Personal information
- Date of birth: January 21, 1983 (age 42)
- Place of birth: Tsumeb, Namibia
- Position(s): Striker

Senior career*
- Years: Team / Apps / (Gls)
- 0000–2006: Robber Chanties
- 2006–2007: Alfreton Town FC
- 2007–2008: FC Bolsover
- 2008: Nordvärmlands FF / 3 / (0)
- 2009: Chief Santos
- 2009–2010: FC Civics Windhoek / 12 / (3)
- 2010–2011: SK Windhoek / 13 / (4)
- 2011: Ramblers FC
- 2012: Southern Samity
- 2013–2014: Ramblers FC
- 2014–2016: Chief Santos

International career
- 2010–2011: Namibia / 3 / (0)

= Alfred Ndyenge =

Namibian footballer (born 1983)

Alfred Ndyenge (born 21 January 1983) is a Namibian former footballer.

==Early life==

Ndyenge was born in Tsumeb and attended Chesterfield College in England, where he studied sports management.

==Career==

Ndyenge started his career with Namibian side Robber Chanties. He played for Oshikoto Region.
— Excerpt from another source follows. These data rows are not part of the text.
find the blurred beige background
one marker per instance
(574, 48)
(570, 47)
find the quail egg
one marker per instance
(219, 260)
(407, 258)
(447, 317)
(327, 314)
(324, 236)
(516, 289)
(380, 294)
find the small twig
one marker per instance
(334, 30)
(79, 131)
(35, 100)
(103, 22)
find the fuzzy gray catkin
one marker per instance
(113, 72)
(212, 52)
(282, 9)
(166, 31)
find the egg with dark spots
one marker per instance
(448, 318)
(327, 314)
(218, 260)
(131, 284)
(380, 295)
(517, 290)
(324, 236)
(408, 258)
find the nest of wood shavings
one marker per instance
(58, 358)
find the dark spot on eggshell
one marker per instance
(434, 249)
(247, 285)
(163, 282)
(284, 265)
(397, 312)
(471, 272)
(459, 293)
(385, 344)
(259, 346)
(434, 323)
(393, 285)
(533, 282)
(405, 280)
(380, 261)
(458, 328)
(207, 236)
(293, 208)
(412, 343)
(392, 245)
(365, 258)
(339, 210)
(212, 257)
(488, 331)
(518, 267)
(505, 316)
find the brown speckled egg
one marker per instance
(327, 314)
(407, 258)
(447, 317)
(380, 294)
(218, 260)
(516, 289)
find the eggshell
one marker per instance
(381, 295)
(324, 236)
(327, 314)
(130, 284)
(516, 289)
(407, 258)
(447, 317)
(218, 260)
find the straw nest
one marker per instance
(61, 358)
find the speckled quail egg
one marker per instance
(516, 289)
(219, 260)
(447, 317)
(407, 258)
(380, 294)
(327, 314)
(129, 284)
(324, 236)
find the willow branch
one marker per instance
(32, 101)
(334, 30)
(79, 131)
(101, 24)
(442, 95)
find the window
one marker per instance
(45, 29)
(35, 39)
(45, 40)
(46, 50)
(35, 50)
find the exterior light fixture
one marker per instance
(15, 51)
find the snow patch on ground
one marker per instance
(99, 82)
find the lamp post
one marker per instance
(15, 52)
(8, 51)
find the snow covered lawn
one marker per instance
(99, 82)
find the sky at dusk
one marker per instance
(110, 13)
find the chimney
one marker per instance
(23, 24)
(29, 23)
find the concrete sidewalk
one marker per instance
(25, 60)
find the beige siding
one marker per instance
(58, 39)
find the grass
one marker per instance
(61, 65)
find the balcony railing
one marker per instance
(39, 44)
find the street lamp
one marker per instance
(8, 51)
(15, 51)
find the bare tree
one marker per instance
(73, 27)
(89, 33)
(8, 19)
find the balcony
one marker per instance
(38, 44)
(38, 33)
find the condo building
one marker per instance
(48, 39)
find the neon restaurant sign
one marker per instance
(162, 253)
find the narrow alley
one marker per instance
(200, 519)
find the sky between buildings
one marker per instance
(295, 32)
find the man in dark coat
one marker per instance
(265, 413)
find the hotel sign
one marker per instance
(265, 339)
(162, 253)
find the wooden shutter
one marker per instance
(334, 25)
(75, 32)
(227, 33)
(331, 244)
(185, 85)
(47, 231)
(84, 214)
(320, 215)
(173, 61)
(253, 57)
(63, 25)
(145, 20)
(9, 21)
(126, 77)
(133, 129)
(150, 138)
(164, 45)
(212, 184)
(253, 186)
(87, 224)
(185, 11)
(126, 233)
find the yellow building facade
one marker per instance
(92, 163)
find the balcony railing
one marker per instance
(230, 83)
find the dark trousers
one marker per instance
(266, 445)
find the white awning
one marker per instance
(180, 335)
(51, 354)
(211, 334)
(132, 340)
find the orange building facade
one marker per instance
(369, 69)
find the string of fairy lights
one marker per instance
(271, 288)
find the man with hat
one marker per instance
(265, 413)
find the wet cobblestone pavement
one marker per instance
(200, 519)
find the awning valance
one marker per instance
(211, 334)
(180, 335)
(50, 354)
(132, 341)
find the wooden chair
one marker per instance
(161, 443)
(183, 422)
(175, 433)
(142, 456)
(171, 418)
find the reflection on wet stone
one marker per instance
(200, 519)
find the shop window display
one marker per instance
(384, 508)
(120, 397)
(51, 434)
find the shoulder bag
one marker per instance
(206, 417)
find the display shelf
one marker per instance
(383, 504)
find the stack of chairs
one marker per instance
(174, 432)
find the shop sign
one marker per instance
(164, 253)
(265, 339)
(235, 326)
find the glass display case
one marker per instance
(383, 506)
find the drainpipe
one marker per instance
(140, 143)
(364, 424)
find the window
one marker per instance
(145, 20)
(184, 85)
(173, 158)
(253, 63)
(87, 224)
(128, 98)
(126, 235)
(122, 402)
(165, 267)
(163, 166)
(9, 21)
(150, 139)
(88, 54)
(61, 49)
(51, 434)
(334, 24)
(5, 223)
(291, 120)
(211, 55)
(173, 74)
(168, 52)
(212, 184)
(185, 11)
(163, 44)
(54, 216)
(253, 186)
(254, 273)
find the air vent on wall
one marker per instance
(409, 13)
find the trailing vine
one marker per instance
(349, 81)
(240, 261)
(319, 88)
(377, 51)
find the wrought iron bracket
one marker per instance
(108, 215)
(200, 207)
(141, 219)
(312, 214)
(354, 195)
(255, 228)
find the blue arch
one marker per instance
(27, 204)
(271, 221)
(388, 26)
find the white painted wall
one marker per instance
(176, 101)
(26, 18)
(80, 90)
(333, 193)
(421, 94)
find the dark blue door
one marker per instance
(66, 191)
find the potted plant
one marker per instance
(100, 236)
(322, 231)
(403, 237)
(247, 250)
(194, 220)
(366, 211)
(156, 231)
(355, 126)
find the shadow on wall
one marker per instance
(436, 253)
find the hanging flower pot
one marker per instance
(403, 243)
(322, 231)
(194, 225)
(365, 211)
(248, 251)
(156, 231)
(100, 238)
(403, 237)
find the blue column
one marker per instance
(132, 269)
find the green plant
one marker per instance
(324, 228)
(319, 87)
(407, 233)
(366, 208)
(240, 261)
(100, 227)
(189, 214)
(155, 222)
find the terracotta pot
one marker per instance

He helped the team achieve second place at the Namibian Newspaper Cup. In 2006, he signed for English side Alfreton Town FC. In 2007, he signed for English side FC Bolsover. In 2008, he signed for Swedish side Nordvärmlands FF. In 2009, he signed for Namibian side Chief Santos. After that, he signed for Namibian side FC Civics Windhoek. After that, he signed for Namibian side SK Windhoek. In 2011, he signed for Namibian side Ramblers FC. In 2012, he signed for Indian side Southern Samity. In 2013, he returned to Namibian side Ramblers FC. In 2014, he returned to Namivian side Chief Santos.

==Style of play==

Ndyenge mainly operated as a striker. He could operate as a midfielder or winger. He was described as "athletic-built".

==Post-playing career==

After retiring from professional football, Ndyenge founded a sportswear company. It was described as "gained popularity among local sportswear enthusiasts".

==Personal life==

Ndyenge has been nicknamed "Alfie". He is known by that name in his hometown.